# Optimization
**__Article__**:

https://towardsdatascience.com/hyperparameter-optimization-intro-and-implementation-of-grid-search-random-search-and-bayesian-b2f16c00578a

This notebook will be my notes on the article on towardsdatascience about Hyperparameter Optimization. 

## Grid Search
* Grid Search is a brute force method of looping through each combination of hyperparameters in the given search space. 
* It works, but its time consuming

In [17]:
# Import libraries
from sklearn.model_selection import GridSearchCV
from sklearn.datasets import load_iris
from sklearn.ensemble import RandomForestClassifier
from sklearn.model_selection import cross_val_score
import time

# Load Iris dataset
iris = load_iris()
X, y = iris.data, iris.target

# Define the hyperparameter search space
search_space = {'n_estimators': [10, 100, 500, 1000],
              'max_depth': [2, 10, 25, 50, 100],
              'min_samples_split': [2, 5, 10],
              'min_samples_leaf': [1, 5, 10]}

# Define the random forest classifier
clf = RandomForestClassifier(random_state=1234)

# Create the optimizer object
optimizer = GridSearchCV(clf, search_space, cv=5, scoring='accuracy')

# Store start time to calculate total elapsed time
start_time = time.time()

# Fit the optimizer on the data
optimizer.fit(X, y)

# Store end time to calculate total elapsed time
end_time = time.time()

# Print the best set of hyperparameters and corresponding score
print(f"selected hyperparameters:")
print(optimizer.best_params_)
print("")
print(f"best_score: {optimizer.best_score_}")
print(f"elapsed_time: {round(end_time-start_time, 1)}")

selected hyperparameters:
{'max_depth': 10, 'min_samples_leaf': 1, 'min_samples_split': 2, 'n_estimators': 500}

best_score: 0.9666666666666668
elapsed_time: 211.0


## Random Search
* Random search will randomly sampling hyperparameter combinations from a given search space, instead of going through each variation. 
* It can be much faster than GridSearch, but may miss the best value due to randomness

In [18]:
# Import libraries
from sklearn.model_selection import RandomizedSearchCV
from scipy.stats import randint

# Create a RandomizedSearchCV object
optimizer = RandomizedSearchCV(clf, param_distributions=search_space,
                               n_iter=50, cv=5, scoring='accuracy',
                               random_state=1234)

# Store start time to calculate total elapsed time
start_time = time.time()

# Fit the optimizer on the data
optimizer.fit(X, y)

# Store end time to calculate total elapsed time
end_time = time.time()

# Print the best set of hyperparameters and corresponding score
print(f"selected hyperparameters:")
print(optimizer.best_params_)
print("")
print(f"best_score: {optimizer.best_score_}")
print(f"elapsed_time: {round(end_time-start_time, 1)}")

selected hyperparameters:
{'n_estimators': 500, 'min_samples_split': 2, 'min_samples_leaf': 1, 'max_depth': 100}

best_score: 0.9666666666666668
elapsed_time: 68.3


## Bayesian Optimization
* Bayesian tries to use probabalistic models to try and "learn" from previously attempted combinations of hyperparameters. 
* Broken into 4 steps:
    1. Define a prior model.

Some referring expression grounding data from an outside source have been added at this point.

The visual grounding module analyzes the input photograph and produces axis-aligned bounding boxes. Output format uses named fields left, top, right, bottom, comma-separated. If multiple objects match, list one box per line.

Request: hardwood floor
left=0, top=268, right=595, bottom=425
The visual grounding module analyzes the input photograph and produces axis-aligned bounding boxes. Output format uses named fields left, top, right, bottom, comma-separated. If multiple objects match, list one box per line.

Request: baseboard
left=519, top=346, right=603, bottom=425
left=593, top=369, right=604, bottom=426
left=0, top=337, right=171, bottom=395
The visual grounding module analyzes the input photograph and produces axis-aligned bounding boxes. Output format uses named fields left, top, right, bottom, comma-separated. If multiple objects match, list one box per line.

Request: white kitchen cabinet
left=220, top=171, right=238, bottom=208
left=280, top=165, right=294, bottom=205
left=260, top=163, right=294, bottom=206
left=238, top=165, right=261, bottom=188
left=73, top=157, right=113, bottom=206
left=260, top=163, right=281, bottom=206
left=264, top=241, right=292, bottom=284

The probabilistic model of what we think the hyperparameters are at a given time
    2. Evaluate the model for a sample of hyperparameters
    3. Update the prior model to a posterior model. Think y and y_hat.
    4. Repeat until y and y_hat converge, resources are exhausted, or some other pre-defined metric is met.

In [20]:
# Import libraries
from skopt import BayesSearchCV

# Perform Bayesian Optimization
optimizer = BayesSearchCV(estimator=RandomForestClassifier(),
                          search_spaces=search_space,
                          n_iter=10,
                          cv=5,
                          scoring='accuracy',
                          random_state=1234)

# Store start time to calculate total elapsed time
start_time = time.time()

optimizer.fit(X, y)

# Store end time to calculate total elapsed time
end_time = time.time()

# Print the best set of hyperparameters and corresponding score
print(f"selected hyperparameters:")
print(optimizer.best_params_)
print("")
print(f"best_score: {optimizer.best_score_}")
print(f"elapsed_time: {round(end_time-start_time, 1)}")

selected hyperparameters:
OrderedDict([('max_depth', 25), ('min_samples_leaf', 5), ('min_samples_split', 5), ('n_estimators', 10)])

best_score: 0.9666666666666668
elapsed_time: 19.0